Kadınların sadece sokakta değil her alanda şiddete maruz kaldığını vurgulayan Dr. Rumeli, “Sağlık çalışanlarına yönelik şiddet yalnızca sağlık sisteminin çalışanlarını yalnızlaştıran, korumasız bırakan yapısının sonucu değildir; Aynı zamanda kadınlara yönelik toplumsal şiddetin, eşitsizliğin ve değersizleştirmenin bir yansımasıdır. Şiddet artık kadınları yalnızca ıssız sokaklarda değil; evlerinde, işyerlerinde, en güvenli olması gereken alanlarda bile kolayca buluyor. Kadınların yaşamın her alanında tehdit altında yaşadığı bir ülkede, sağlık alanının güvenli olmasını beklemek giderek imkânsız hale geliyor” diye kaydetti.

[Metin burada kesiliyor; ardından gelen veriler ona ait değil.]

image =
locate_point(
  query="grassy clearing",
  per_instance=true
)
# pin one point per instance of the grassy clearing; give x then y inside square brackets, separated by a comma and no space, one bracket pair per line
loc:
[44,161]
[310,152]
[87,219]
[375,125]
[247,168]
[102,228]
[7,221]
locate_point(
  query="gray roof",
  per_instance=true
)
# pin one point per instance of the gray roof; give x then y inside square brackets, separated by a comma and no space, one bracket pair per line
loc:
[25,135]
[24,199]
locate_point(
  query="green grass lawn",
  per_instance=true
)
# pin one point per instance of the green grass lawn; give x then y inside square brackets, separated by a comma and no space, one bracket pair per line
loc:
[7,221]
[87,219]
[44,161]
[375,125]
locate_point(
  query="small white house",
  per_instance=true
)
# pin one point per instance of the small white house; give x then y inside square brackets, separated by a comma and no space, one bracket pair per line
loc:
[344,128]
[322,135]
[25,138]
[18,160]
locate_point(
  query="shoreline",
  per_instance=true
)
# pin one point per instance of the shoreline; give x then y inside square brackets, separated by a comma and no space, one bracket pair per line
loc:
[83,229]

“Kadınlar değersizleştiriliyor”
Kadınları değersizleştiren politikalar nedeniyle, kadınların sürekli şiddetin hedefi haline geldiğini dile getiren Dr. Rumeli, sözlerine şöyle devam etti:
“Kadınları yoksullaştıran, güvencesizleştiren, aile içine hapsetmeyi hedefleyen; eşitsizlikleri derinleştirip kadınları değersizleştiren politikalar, onları hem evde hem işte hem de kamusal alanda sistematik şiddetin sürekli hedefi haline getiriyor. Giderek yaygınlaşan şiddet dili, cezasızlık, üzeri örtülen şiddet verileri ve siyasi kararlarla dayatılan yeni politikalar, toplumsal şiddeti sürekli besliyor. 2025’in ‘Aile Yılı’ ilan edilmesi, nüfus politikalarının yeniden gündeme alınması, medeni haklar, nafaka ve miras haklarının tartışmaya açılması; kadını yalnızca ‘aile içinde’ tanımlayan yaklaşım, şiddetin görünmezleşmesine, artmasına ve meşrulaşmasına zemin hazırlıyor.

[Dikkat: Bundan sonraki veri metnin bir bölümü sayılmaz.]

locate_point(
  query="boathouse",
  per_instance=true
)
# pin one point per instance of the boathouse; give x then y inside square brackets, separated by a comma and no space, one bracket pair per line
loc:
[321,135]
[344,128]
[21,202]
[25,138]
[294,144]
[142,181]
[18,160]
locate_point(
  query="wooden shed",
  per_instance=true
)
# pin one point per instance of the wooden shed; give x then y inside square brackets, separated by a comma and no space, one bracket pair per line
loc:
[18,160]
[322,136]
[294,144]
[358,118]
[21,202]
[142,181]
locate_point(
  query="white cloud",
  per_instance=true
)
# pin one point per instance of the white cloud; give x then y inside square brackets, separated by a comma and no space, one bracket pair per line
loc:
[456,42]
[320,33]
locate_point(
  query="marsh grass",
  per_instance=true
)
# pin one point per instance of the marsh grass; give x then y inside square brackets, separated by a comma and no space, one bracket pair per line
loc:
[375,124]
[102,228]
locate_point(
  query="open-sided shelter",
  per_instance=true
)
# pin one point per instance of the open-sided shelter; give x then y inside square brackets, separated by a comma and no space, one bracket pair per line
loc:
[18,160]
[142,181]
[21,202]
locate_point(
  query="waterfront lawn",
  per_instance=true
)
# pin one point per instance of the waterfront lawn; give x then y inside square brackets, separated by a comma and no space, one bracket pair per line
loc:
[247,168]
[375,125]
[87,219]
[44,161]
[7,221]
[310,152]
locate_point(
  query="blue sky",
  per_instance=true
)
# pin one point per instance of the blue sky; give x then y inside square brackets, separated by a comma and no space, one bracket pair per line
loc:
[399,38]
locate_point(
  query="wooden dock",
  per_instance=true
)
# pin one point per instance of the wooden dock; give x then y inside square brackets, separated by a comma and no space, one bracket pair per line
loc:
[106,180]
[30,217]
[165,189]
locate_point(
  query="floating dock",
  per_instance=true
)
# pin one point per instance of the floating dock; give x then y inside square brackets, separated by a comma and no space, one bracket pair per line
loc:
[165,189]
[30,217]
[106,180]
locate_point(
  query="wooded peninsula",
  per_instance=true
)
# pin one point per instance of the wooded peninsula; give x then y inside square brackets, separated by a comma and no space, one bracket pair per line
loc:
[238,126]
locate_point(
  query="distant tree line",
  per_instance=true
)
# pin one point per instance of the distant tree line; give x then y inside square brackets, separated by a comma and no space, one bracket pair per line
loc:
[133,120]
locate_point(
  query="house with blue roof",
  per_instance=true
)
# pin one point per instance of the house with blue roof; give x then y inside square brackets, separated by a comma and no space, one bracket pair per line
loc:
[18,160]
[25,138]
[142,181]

“Toplumsal cinsiyet eşitsizliği daha da derinleştiriliyor”
Son dönemde gündeme gelen 11. Yargı Paketi, LGBTİ+’ların haklarının geriletilmesi ve varoluşlarının kriminalize edilmesi yönünde düzenlemeler içeriyordu. Her ne kadar kadın ve LGBTİ+ örgütlerinin mücadelesi sonucunda bu düzenlemeler geri çekilmiş olsa da toplumun bir kesimini hedef alan politikaların sürdüğünü görüyoruz. Bu adımlar, ayrımcılığı normalleştiriyor; nefret iklimini büyütüyor; toplumsal cinsiyet eşitsizliği ve şiddeti daha da derinleştiriyor.”
“Bu şiddet düzenine karşı daha güçlü bir şekilde mücadele etmeliyiz”
Şiddetin her türlüsüne karşı ses çıkarmanın ısrarla talep edilmesi gerektiğinin altını çizen Dr. Rumeli, “Bizler, 19 Kasım’da meslektaşımız Dr. Aynur Dağdemir’i anarken bir kez daha hatırlatıyoruz:
Şiddetin sağlıkta, evde, sokakta, siyasette ve medyada normalleştirildiği bu dönemde; şiddetin her türüne karşı ses çıkarmak, dayanışmayı büyütmek ve kadına yönelik şiddeti önleyici politikaların hayata geçirilmesini ısrarla talep etmek zorundayız. Bu nedenle, yaklaşan 25 Kasım Kadına Yönelik Şiddetle Mücadele Günü’nde tüm kadın örgütleriyle birlikte herkesi; kadınlara, LGBTİ+’lara, sağlık emekçilerine, çocuklara, doğaya, hayvanlara ve tüm topluma yönelen bu şiddet düzenine karşı daha güçlü bir şekilde, gür bir sesle yan yana durmaya ve mücadele etmeye çağırıyoruz” ifadelerini kullandı.